The southern wing houses office space, training rooms, consultation spaces, and shared lounges. A unifying hub provides a place for relaxation, connection, and access to the exterior space. The facility is nestled into a woodland and provides opportunities to connect with nature and enjoy respite from this stressful work.

Hub breakroom
A hub in the building's southern wing gives staff a place for relaxation and access to the outdoors. Image credit: Corey Gaffer Architectural Photography
 

Well-being and mental health

Trauma-informed care provided the nexus of a design for a workplace focused on supporting the mental, emotional, and social health of the staff and doctors.

The building’s placement on the site captures views from staff offices, training and break areas into natural forests, prairies, and wetland areas. Daylight streams into the interior through large sidelights in the office wing. Skylights in the laboratory wing scatter diffuse, refracted light throughout the autopsy area. Angled skylights provide natural light to improve color clarity, aid diagnosis, and prevent visual fatigue. Overhead and task lighting are each manually adjustable and automated for energy efficiency.

Upon exiting the lab, examiners and staff have immediate access to the exterior thanks to the office wing’s branched form. Choice—a central element of trauma-informed design—is offered between spaces for social interaction and quiet, personal reflection. Natural materials and lighting strategies were used to reduce stress levels.

A public waiting room in the facility
A public waiting room provides views of the surrounding site. Image credit: LEO A DALY

Indoor air quality improved

Hennepin County handled an estimated 1,500 autopsies in 2021.

Autopsies subject doctors and staff to an array of odors and physical strain. The design of the new facility responds with a strategic focus on indoor air quality, ergonomics, and injury prevention.

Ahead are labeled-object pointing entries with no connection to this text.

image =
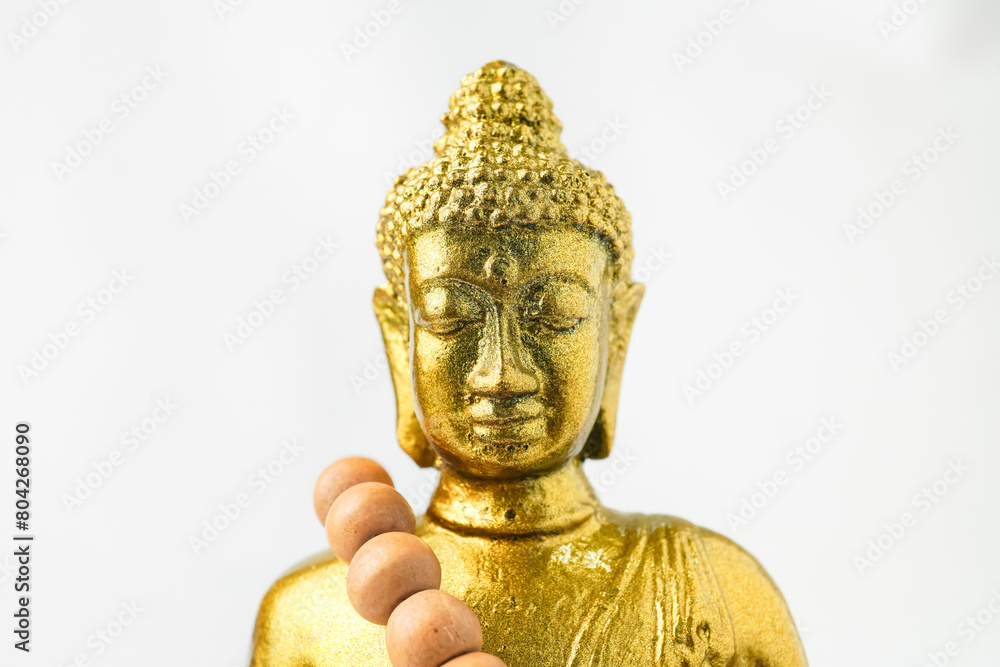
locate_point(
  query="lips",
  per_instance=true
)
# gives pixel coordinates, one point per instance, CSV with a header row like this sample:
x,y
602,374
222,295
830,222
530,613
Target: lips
x,y
507,426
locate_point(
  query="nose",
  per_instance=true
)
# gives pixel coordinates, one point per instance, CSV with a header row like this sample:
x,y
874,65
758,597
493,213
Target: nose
x,y
502,369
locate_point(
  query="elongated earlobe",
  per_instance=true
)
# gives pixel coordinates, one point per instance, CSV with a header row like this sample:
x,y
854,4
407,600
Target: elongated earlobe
x,y
624,307
395,335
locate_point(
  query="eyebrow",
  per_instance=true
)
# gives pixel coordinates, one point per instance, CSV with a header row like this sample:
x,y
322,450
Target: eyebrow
x,y
565,278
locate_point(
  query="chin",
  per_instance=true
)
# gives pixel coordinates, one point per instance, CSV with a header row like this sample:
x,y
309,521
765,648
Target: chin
x,y
489,456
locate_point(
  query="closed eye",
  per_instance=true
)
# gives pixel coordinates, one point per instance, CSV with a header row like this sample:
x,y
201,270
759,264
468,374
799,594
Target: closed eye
x,y
556,323
445,327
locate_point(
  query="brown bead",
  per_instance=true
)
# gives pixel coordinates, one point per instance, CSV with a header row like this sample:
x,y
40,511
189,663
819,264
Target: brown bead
x,y
386,570
341,475
364,511
475,660
430,628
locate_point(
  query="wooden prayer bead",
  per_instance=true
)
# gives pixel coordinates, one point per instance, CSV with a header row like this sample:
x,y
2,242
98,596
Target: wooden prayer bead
x,y
386,570
429,628
364,511
475,660
341,475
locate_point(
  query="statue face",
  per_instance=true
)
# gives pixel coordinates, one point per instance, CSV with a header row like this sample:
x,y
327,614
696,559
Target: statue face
x,y
508,344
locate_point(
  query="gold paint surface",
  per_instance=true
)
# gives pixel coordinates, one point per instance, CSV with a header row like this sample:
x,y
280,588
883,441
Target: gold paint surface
x,y
506,315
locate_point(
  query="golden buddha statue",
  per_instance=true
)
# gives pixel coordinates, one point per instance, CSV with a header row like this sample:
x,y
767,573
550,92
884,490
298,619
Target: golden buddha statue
x,y
506,316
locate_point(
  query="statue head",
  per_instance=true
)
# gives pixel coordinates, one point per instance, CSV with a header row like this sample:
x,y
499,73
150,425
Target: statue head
x,y
508,303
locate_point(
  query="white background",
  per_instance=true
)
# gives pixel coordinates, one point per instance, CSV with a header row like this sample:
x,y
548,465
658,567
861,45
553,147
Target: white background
x,y
681,130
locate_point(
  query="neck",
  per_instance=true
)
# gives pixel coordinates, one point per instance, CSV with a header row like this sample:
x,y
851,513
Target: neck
x,y
553,502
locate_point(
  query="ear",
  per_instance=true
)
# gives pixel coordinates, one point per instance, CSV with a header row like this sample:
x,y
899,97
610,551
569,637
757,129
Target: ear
x,y
624,306
395,325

Computational Fluid Dynamics (CFD) modeling was used to create a breathing zone for doctors and staff that is continuously refreshed with clean air. Each autopsy station is zoned separately and includes personal controls over airflow volumes. Outside air is carefully directed downward and toward low sidewall exhaust grilles, virtually eliminating contaminated air from the room. To save energy, an override switch can be triggered when the space is unoccupied.

Eliminating air flow between the lab and office areas is achieved through precisely controlled air pressure. Clean rooms are positively pressurized relative to dirty rooms to contain odors, pathogens, and contaminants. The office wing of the building maintains positive pressure from all other sections of the building through a separate mechanical system.

Design for discovery

The new Medical Examiner office has achieved National Association of Medical Examiners accreditation, and has been toured by chief medical examiners from across the country. The building’s educational aspects enable discovery by serving as a feeder for medical examiner recruiting.

Unique training features, such as 180-degree visual table observation viewing platforms and 96-inch vertical monitors, provide in-depth educational opportunities for traveling fellows and doctoral students. According to the client, the facility “not only prepares the workforce of the future, but [also] places our region in a sought-after position for the development and training of a highly skilled scientific workforce, adding value to our economy.”